Auxílio mútuo internacional em questões administrativas
Segundo estes procedimentos, a Comissão Federal de Bancos da Suíça (SFBC - Swiss Federal Banking Commission) pode transmitir informações somente para as autoridades de supervisão nos países estrangeiros sujeitas a três condições estatutárias:

  • as informações fornecidas não podem ser usadas para outro fim além da supervisão direta dos bancos ou dos intermediários financeiros que sejam oficialmente autorizados; e não podem ser transmitidas para autoridades de cobrança de impostos;
  • a própria autoridade estrangeira solicitante deve estar submetida à confidencialidade por parte de um funcionário ou profissional e ser o destinatário das informações;
  • a autoridade solicitante não pode fornecer informações para outras autoridades ou para órgãos de supervisão pública sem a concordância prévia da SFBC ou sem a autorização geral de um tratado internacional. As informações não podem ser fornecidas para autoridades criminais em países estrangeiros, caso não haja disposições relacionadas ao auxílio jurídico mútuo em questões criminais entre os estados envolvidos.

Cobrança de impostos
Os residentes suíços pagam um imposto de 35% sobre os juros ou dividendos que suas contas bancárias e investimentos suíços obtiverem. Esse dinheiro é transferido anonimamente para as autoridades suíças de cobrança de impostos.

Para as pessoas que não moram na Suíça, não há impostos cobrados sobre esses ganhos, a menos que:

  • a pessoa invista em empresas suíças (veja impostos de retenção suíços abaixo);
  • a pessoa seja um cidadão norte-americano e invista em títulos americanos a partir da sua conta bancária suíça (caso o faça, terá de declará-lo ao IRS (Serviço de Receitas Internas);
  • a pessoa seja residente de um país que faça parte da Comunidade Européia (veja os impostos de retenção da Comunidade Européia abaixo).
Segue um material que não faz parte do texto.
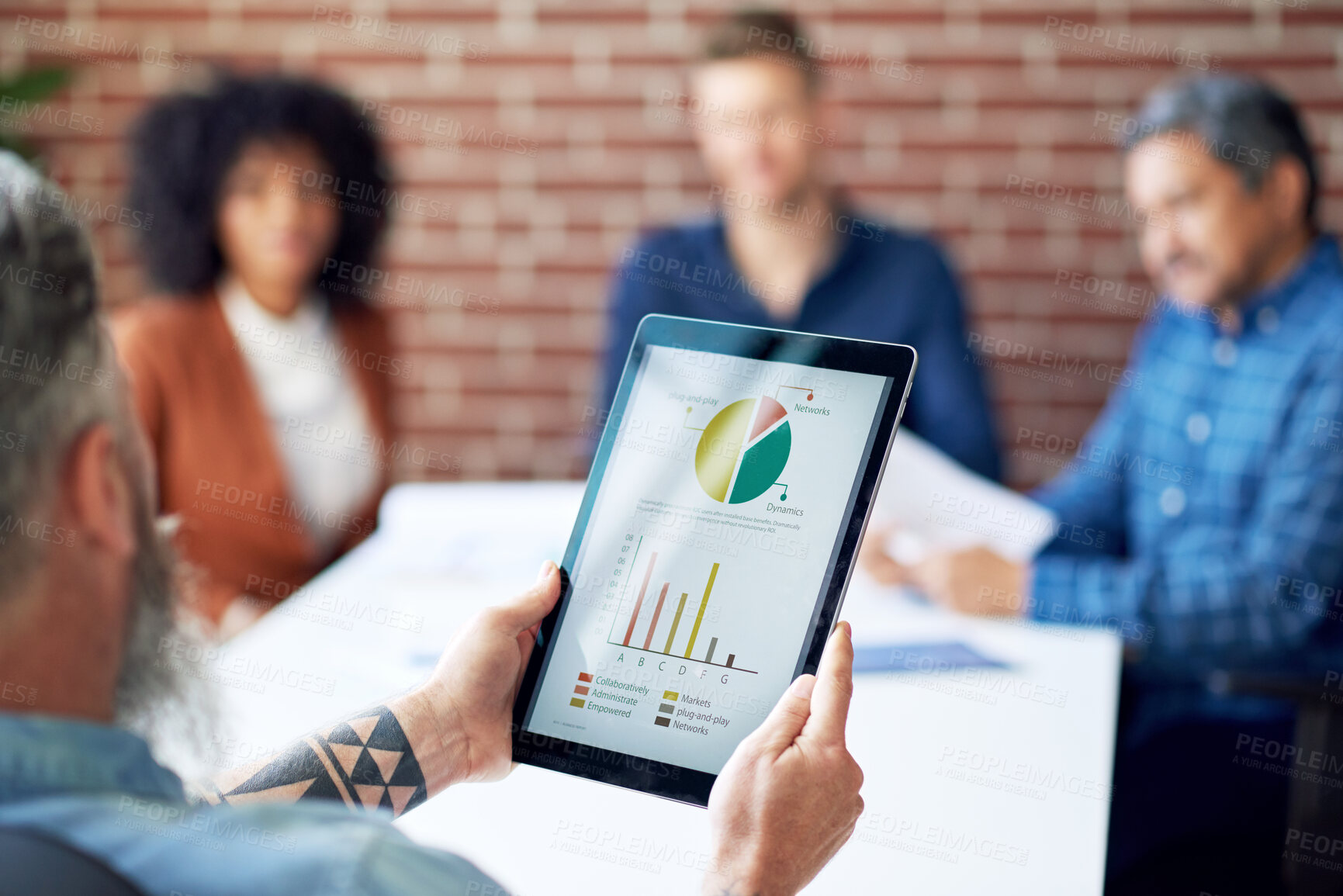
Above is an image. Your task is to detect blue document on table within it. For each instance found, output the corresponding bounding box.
[853,641,1007,672]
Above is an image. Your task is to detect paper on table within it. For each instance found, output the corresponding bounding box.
[874,428,1058,563]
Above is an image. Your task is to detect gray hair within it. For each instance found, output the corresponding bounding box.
[0,152,118,588]
[1124,75,1321,228]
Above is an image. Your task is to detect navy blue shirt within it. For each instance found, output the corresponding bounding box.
[601,215,999,479]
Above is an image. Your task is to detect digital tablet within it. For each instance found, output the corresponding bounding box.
[513,314,917,806]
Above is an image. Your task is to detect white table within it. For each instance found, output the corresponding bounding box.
[204,483,1120,896]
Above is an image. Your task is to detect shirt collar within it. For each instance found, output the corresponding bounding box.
[708,189,891,314]
[0,712,185,804]
[1237,234,1341,333]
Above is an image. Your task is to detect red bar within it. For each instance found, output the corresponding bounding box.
[643,582,672,650]
[621,551,658,648]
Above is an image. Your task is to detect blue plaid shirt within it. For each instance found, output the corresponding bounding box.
[1031,237,1343,741]
[0,711,507,896]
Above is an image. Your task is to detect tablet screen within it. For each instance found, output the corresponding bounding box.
[522,345,891,773]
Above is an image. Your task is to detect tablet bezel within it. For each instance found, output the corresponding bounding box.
[512,314,919,806]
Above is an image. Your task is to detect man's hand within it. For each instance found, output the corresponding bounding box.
[192,560,560,815]
[913,547,1029,617]
[417,560,560,786]
[704,622,862,896]
[858,524,913,584]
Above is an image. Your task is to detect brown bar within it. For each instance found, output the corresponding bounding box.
[643,582,672,650]
[621,551,658,648]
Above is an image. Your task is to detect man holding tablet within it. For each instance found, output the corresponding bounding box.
[513,314,916,804]
[0,153,859,896]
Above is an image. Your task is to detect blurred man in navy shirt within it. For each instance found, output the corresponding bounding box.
[601,12,999,478]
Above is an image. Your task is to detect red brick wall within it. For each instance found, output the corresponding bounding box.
[0,0,1343,483]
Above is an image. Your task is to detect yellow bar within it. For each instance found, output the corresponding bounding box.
[685,563,718,659]
[662,591,689,657]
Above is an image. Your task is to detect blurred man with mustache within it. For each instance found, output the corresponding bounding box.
[0,152,862,896]
[866,77,1343,896]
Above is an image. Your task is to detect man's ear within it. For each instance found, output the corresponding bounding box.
[1264,153,1310,227]
[64,423,136,556]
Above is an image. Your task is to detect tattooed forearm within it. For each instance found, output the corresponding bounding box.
[202,707,428,815]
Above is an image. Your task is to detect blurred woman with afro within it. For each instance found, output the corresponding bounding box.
[112,74,394,637]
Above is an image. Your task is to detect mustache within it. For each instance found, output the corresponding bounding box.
[114,475,217,756]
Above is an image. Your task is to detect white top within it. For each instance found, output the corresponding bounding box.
[219,278,387,558]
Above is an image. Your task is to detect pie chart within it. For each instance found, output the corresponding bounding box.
[694,395,792,503]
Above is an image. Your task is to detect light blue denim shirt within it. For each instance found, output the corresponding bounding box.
[0,712,507,896]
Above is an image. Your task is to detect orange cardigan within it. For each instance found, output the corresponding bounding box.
[112,292,392,622]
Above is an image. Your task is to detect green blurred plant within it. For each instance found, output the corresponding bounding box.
[0,66,74,161]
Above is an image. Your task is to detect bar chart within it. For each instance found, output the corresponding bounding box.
[606,538,756,674]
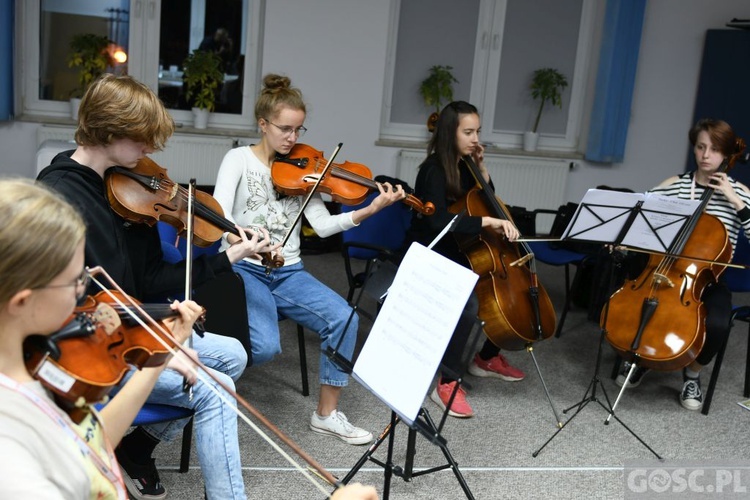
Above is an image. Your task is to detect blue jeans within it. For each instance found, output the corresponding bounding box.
[116,333,247,499]
[233,261,359,387]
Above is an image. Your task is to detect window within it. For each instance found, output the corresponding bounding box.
[381,0,596,151]
[18,0,262,129]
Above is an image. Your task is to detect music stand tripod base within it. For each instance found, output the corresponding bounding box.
[532,250,662,460]
[341,407,474,500]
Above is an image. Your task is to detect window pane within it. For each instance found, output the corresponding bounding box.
[39,0,128,101]
[390,0,480,125]
[493,0,583,135]
[159,0,247,114]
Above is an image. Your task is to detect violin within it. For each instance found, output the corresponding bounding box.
[23,268,339,495]
[105,157,284,267]
[23,291,184,423]
[449,156,557,350]
[600,139,745,371]
[271,144,435,215]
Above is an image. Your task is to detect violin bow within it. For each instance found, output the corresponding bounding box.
[266,142,343,274]
[182,177,195,401]
[86,266,340,498]
[281,142,344,247]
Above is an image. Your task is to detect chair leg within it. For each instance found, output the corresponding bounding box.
[180,417,193,473]
[701,335,729,415]
[610,356,622,380]
[555,264,570,338]
[297,324,310,397]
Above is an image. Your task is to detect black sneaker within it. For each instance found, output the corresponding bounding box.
[615,361,649,389]
[115,448,167,500]
[680,377,703,411]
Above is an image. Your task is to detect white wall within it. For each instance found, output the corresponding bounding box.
[0,0,750,208]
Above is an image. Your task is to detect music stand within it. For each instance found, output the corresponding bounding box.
[328,244,482,500]
[532,189,698,460]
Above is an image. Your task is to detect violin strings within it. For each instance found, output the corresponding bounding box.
[87,268,330,498]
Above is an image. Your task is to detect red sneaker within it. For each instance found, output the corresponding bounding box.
[469,354,526,382]
[430,382,474,418]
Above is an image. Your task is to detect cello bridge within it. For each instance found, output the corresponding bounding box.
[654,273,674,288]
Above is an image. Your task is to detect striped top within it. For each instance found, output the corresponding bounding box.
[650,172,750,254]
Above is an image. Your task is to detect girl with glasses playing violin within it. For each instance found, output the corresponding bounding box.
[214,74,406,445]
[0,179,202,499]
[38,74,280,499]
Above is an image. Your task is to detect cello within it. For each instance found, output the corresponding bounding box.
[449,156,557,350]
[600,139,745,371]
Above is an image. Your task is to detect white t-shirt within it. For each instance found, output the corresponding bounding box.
[214,146,356,265]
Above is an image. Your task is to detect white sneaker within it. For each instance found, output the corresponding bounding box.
[310,410,372,444]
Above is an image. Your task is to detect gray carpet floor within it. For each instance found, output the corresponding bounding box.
[155,253,750,499]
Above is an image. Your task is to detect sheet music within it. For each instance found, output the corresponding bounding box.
[352,243,478,425]
[622,193,700,252]
[562,189,700,252]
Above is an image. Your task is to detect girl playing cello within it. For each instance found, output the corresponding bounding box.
[407,101,524,417]
[616,119,750,411]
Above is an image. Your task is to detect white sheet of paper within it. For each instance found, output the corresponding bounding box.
[622,193,700,252]
[352,243,478,425]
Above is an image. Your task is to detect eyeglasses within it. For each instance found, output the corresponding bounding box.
[266,120,307,138]
[36,269,91,300]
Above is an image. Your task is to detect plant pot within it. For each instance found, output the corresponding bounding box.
[523,132,539,151]
[193,108,208,128]
[70,97,81,121]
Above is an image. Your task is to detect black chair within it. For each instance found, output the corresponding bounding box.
[133,403,194,472]
[341,192,412,319]
[701,231,750,415]
[158,222,310,397]
[95,403,195,473]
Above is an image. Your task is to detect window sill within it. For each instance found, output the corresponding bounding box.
[375,139,583,160]
[16,115,260,138]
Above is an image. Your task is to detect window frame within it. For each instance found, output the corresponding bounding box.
[14,0,265,131]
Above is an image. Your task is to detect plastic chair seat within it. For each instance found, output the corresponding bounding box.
[528,241,588,337]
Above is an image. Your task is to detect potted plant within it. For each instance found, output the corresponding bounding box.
[419,66,458,132]
[182,50,224,128]
[523,68,568,151]
[67,33,114,120]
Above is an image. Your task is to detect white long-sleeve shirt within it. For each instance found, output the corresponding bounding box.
[214,146,356,265]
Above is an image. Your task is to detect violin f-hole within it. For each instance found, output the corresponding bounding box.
[274,156,308,168]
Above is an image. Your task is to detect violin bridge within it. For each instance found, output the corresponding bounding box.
[654,273,674,288]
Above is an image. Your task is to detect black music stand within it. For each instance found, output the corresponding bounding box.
[532,190,695,460]
[341,319,483,500]
[326,241,482,500]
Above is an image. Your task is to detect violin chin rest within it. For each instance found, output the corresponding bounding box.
[23,335,61,361]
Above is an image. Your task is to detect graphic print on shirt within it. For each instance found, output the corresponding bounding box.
[245,170,301,243]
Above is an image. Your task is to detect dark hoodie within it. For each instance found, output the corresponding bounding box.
[37,150,232,300]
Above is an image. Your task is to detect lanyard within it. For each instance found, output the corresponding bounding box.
[0,373,127,499]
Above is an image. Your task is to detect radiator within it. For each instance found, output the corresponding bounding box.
[396,149,571,233]
[37,126,235,186]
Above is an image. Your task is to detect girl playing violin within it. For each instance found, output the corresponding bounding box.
[0,179,202,499]
[214,74,406,445]
[616,119,750,411]
[406,101,524,417]
[38,74,271,499]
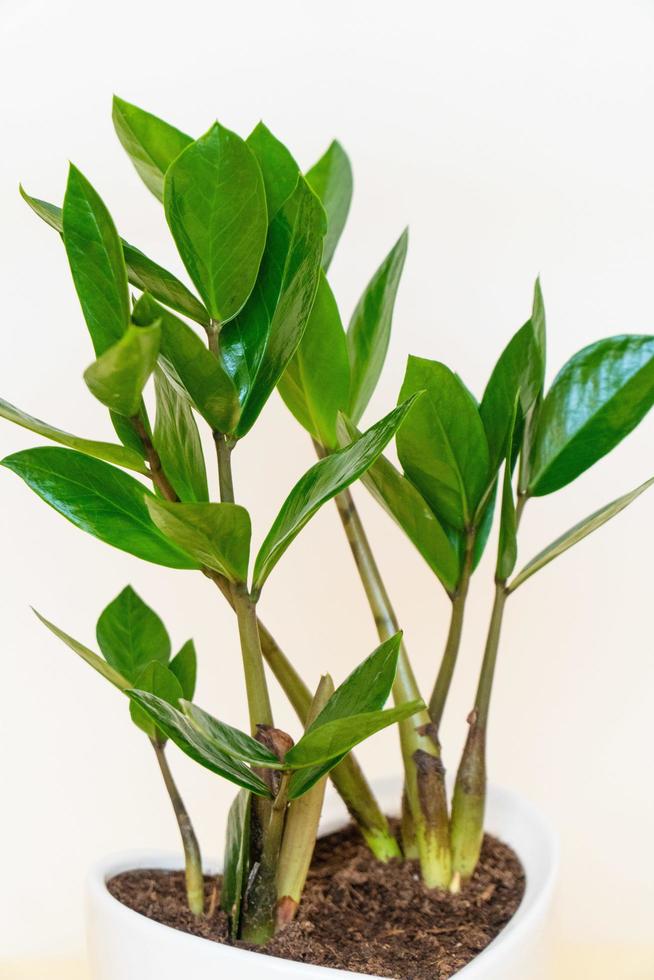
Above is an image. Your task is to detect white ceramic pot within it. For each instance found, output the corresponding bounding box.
[87,779,557,980]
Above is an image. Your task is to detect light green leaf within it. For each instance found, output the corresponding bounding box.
[253,399,413,592]
[306,140,353,271]
[347,231,409,424]
[529,334,654,497]
[1,446,198,568]
[277,275,350,450]
[0,398,147,474]
[96,585,172,684]
[508,478,654,592]
[147,497,252,582]
[164,123,268,323]
[112,95,193,201]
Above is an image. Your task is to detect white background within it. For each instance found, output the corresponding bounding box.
[0,0,654,964]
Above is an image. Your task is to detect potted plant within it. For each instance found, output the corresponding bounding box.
[5,99,654,980]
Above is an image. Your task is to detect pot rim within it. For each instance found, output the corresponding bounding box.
[86,777,559,980]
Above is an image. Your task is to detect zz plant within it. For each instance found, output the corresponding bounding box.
[0,99,654,943]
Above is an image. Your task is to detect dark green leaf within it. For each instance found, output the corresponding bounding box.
[84,323,161,419]
[181,701,282,769]
[147,496,252,582]
[2,446,198,568]
[278,275,350,449]
[253,399,413,591]
[0,398,147,474]
[164,123,268,323]
[397,357,491,531]
[168,640,198,701]
[153,368,209,502]
[347,231,409,424]
[245,122,300,218]
[529,334,654,497]
[112,95,193,201]
[509,478,654,592]
[62,164,129,356]
[132,293,239,432]
[96,585,172,680]
[129,661,182,742]
[306,140,353,270]
[127,691,271,798]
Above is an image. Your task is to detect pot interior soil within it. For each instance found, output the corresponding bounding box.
[107,827,525,980]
Impostos de retenção suíços
Há um imposto de retenção suíço de 35% sobre os juros e dividendos pagos pelas empresas na Suíça. Portanto, caso você invista em uma empresa suíça, como a Nestlé ou Novartis, 35% de quaisquer dividendos serão retidos como imposto, independentemente de onde você morar. O mesmo ocorre se você comprar títulos emitidos por uma empresa suíça. Se for um contribuinte suíço (ou se seu país tiver um acordo de cobrança de impostos em dobro com a Suíça), você poderá solicitar a restituição do imposto. A cobrança de impostos em dobro ocorre quando a renda é taxada no país de origem, assim como o país no qual a renda é obtida.

Imposto de retenção da Comunidade Européia
Em 1º de julho de 2005, o imposto de retenção da Comunidade Européia entrou em vigor para impedir que residentes dos países membros da Comunidade Européia não paguem impostos com relação às participações obtidas sobre o dinheiro depositado em bancos estrangeiros, com leis de sigilo bancário bastante rigorosas. A meta da Comunidade Européia, para todos os países, era divulgar os ganhos com as participações dos países de origem de seus clientes bancários, para que o dinheiro pudesse ser taxado. Vários países que não fazem parte da Comunidade Européia, incluindo a Suíça, não concordaram, pelo fato dessa decisão ir de encontro às leis de privacidade/sigilo bancário. Agora, os clientes bancários que moram em países da Comunidade Européia, pagam um imposto de retenção sobre os juros de determinados investimentos. Esse imposto começou em 15% e, gradualmente, será aumentado para 35% até 2011. Nenhuma troca de informações ou impostos sobre capital ou ganhos de capital são arrecadados.

bandeira
Domínio público
Bandeira da Comunidade Européia

Impostos sobre herança
Caso queira transferir sua conta para sua família e não seja residente suíço, você está com sorte, pois não há impostos sobre herança na Suíça para pessoas que não moram no país. Entretanto, seus herdeiros são responsáveis por declarar as posses para as autoridades de cobrança de impostos do seu país.